Sacred Evil (Hindi: Gehra Paani) is a 2006 Indian supernatural/surreal film directed by Abhigyan Jha and Abhiyan Rajhans. It is based on the book Sacred Evil: Encounters With the Unknown by Indian Wiccan priestess Ipsita Roy Chakraverti and portrays various cases of healing described in the book. The film stars actress Sarika as Ipsita.

==Plot==
Based on a true story from the case files of a real-life Wiccan, Ipsita Roy Chakraverti, Sacred Evil is the story of three women separated by a twenty-year-old secret: a nun, a Wiccan, and a girl in search of her mother.

The nun is Martha, a 45-year-old withering woman who lives in a secluded convent in Calcutta. Even in the sanctuary of the church, she is haunted by a specter that threatens her sanity. The Wiccan, Ipsita, is called upon by the unconventional Mother Superior to heal Martha's soul.

The task is difficult as Martha is reticent about talking about the events in her past. Using her skills as a healer and her training as a Jungian psychotherapist, Ipsita gradually opens the door to Martha's story of the one who haunts her.

An Anglo-Indian girl called Claudia grows up with the angst of not knowing her mother, Maureen, alienated in her Indian surroundings by her blue eyes and blonde hair.

The story now goes back and forth as events from Claudia's life begin to intersect Martha's, and Ipsita tries to sort out the tangled threads of the past and present. In her search for the lost Maureen, whom everyone says looked much like her, Claudia becomes obsessed with her mother's image. She begins to turn into her mother. Like her, she seeks out and falls in love with a foreigner, Pierre, a young Frenchman who is in Calcutta for a doctorate. But Pierre is never sure who is in love with him, Claudia or Maureen.

As she tries to heal Martha with centuries-old Egyptian rituals of the Wicca, Ipsita learns of Claudia's struggle to keep her sanity and Martha's attempts to save her soul — how she tried hard to bring her to the church and let God heal her. Ipsita also learns that somewhere the attempts failed. Something happened. Claudia's burden became Martha's. With her own efforts failing to heal Martha's spirit, Ipsita is led to a startling discovery in the end, which makes her wonder if the sacred will ever be as strong in us as the evil is.

==Cast==
- Sarika as Ipsita
- Lynsey Pow as Claudia and Martha
- Frédéric Andrau as Pierre

==Music==
1. Tu Pyaar Ka Saagar Hai" - Asmita Sen
2. O Majhi" - Kailash Kher

==Reception==

===Critical and commercial ===
Upon its release, the movie received mixed reviews from critics and was compared to Satyajit Ray's work.

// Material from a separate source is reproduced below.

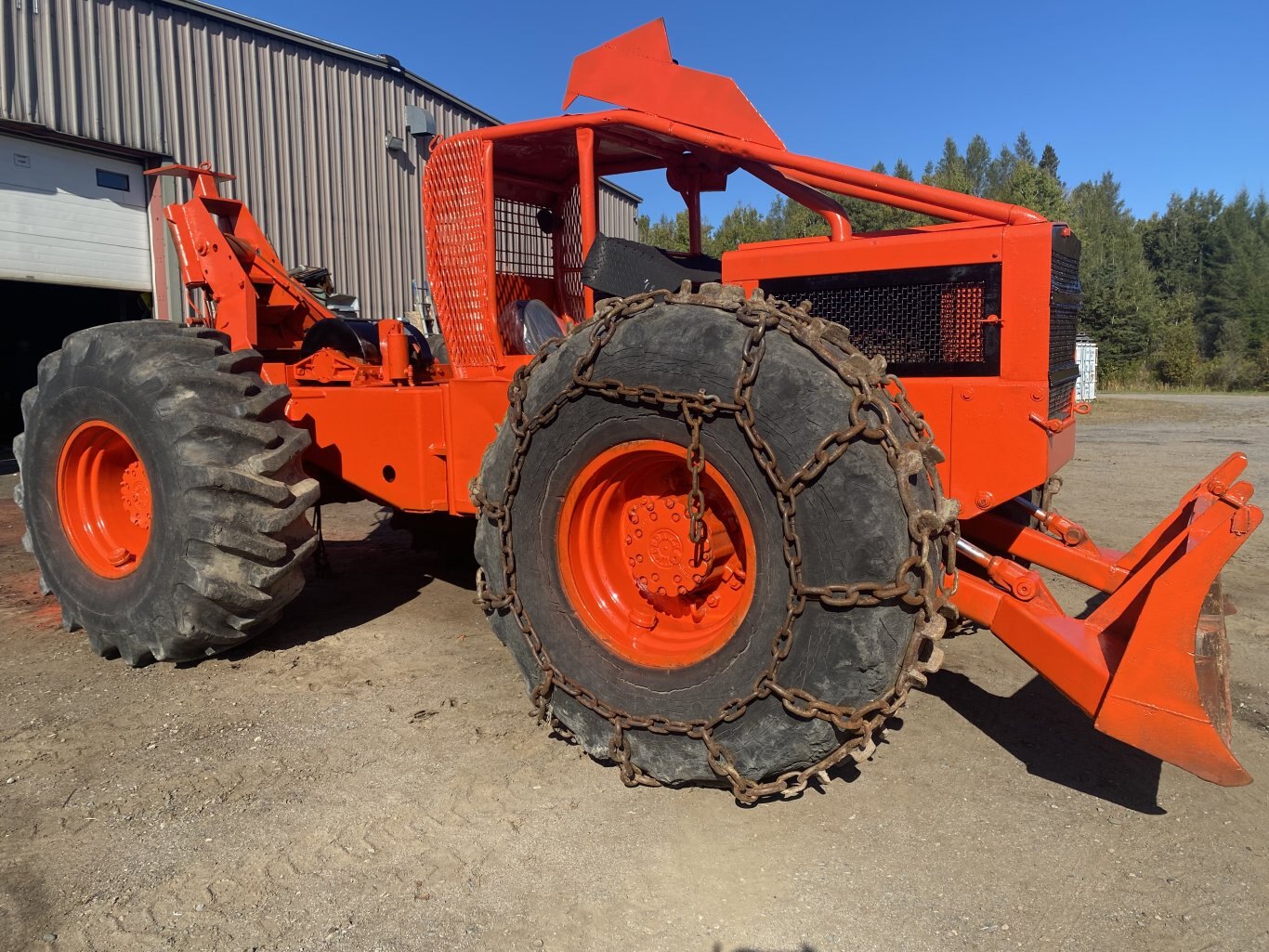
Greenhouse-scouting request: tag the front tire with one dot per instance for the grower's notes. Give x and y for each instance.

Commercially the film fared poorly as it was released without proper context by Percept Picture Company in India; it has still not been released in Europe, USA and Canada — the markets for which the film was made. The Indian audience found it difficult to grasp the conflict between the church and the Wiccan and the subdued and surreal drama. A lot of people in India refer to Sacred Evil as a horror film though it is not in the horror genre. It deals with the paranormal, but it is more about alienation and loneliness and how strange life can be than ghosts and goblins.

===Political===
The Catholic Secular Forum demanded a separate screening of the film as they said that it promoted witchcraft and violence and indoctrinated the people in evil. There were warnings of possible arson and violence.